Quando usare le nobilitazioni (e con quale obiettivo)
La scelta della nobilitazione non è mai assoluta: ogni tecnica parla un linguaggio preciso e deve essere coerente con la tipologia di vino e con l’immagine che l’azienda vuole trasmettere. L’uso corretto di queste lavorazioni arricchisce il design senza snaturarlo, trasformando l’etichetta del vino in un vero strumento di comunicazione.
La stampa a caldo standard, ad esempio, trova la sua massima espressione su vini classici o riserve importanti: il foil dorato o argentato richiama tradizione ed eleganza, comunicando un senso di prestigio che ben si sposa con bottiglie destinate a un pubblico sofisticato. La variante a caldo 3D, invece, aggiunge tridimensionalità e tatto, ideale per loghi o nomi di prodotto che devono diventare protagonisti e distinguersi subito sullo scaffale.
Il rilievo UV serigrafico permette di esaltare grafiche minimaliste creando contrasti lucido/opaco che catturano la luce e danno profondità anche a design essenziali. È una scelta che può comunicare bene modernità e innovazione senza risultare eccessiva.
La rimozione dell’elemento interno è una soluzione particolarmente suggestiva per etichette che vogliono far dialogare grafica e prodotto: nel caso di un bianco limpido o di uno spumante, ad esempio, una finestra trasparente può lasciare intravedere il colore del vino, trasformandolo in parte integrante del design.
Infine, la fustellatura personalizzata consente di rompere gli schemi più tradizionali: forme sagomate, profili irregolari o dettagli ritagliati possono rendere unica un’etichetta grazie a un tratto distintivo immediatamente riconoscibile.

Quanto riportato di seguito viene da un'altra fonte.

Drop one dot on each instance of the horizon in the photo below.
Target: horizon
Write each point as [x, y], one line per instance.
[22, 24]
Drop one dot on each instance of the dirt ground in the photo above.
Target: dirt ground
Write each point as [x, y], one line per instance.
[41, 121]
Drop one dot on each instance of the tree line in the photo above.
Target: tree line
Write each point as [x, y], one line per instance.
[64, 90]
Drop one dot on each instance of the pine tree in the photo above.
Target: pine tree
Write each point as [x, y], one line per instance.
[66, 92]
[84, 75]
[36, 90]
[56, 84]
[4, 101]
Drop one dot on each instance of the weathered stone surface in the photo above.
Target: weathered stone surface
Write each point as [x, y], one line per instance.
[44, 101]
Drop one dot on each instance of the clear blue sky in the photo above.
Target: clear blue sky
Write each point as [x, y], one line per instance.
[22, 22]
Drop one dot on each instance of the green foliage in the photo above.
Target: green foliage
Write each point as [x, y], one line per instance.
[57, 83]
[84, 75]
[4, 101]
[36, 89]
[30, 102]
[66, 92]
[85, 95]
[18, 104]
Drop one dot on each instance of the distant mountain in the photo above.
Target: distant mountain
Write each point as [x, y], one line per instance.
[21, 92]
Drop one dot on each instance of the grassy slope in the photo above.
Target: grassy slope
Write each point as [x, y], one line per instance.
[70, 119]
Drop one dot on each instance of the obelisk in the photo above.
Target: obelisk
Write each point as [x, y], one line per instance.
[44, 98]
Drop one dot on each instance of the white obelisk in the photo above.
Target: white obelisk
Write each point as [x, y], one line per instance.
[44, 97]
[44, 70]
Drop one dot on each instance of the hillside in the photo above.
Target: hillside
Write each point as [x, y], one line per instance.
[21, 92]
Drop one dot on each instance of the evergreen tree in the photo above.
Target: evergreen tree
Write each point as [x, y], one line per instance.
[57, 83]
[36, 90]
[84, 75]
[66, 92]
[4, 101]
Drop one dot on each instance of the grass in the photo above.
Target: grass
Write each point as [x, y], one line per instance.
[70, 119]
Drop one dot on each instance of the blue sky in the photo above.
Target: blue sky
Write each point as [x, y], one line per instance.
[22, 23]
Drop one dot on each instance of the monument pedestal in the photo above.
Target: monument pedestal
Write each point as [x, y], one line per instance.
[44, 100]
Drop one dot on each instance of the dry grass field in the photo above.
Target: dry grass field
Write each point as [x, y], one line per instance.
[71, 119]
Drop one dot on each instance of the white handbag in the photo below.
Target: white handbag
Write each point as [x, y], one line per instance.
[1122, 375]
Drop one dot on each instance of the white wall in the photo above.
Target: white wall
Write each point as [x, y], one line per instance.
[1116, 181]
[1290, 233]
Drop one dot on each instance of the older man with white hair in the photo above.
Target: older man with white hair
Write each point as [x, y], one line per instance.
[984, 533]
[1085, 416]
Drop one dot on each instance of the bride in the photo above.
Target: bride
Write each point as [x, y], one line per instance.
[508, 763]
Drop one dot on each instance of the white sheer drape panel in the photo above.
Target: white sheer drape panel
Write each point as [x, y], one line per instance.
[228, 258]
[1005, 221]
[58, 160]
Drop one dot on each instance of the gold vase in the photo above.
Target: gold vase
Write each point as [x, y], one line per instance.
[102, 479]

Nel mondo del vino, dove la qualità si misura anche con lo sguardo e con il tatto, le nobilitazioni aiutano ad elevare l’etichetta applicata alla bottiglia, aumentando il valore percepito del prodotto. Per le aziende operanti nel settore, investire in etichette con nobilitazioni studiate e curate significa dare il valore a riconoscibilità e coerenza visiva, per un miglior posizionamento non solo del vino ma anche della cantina.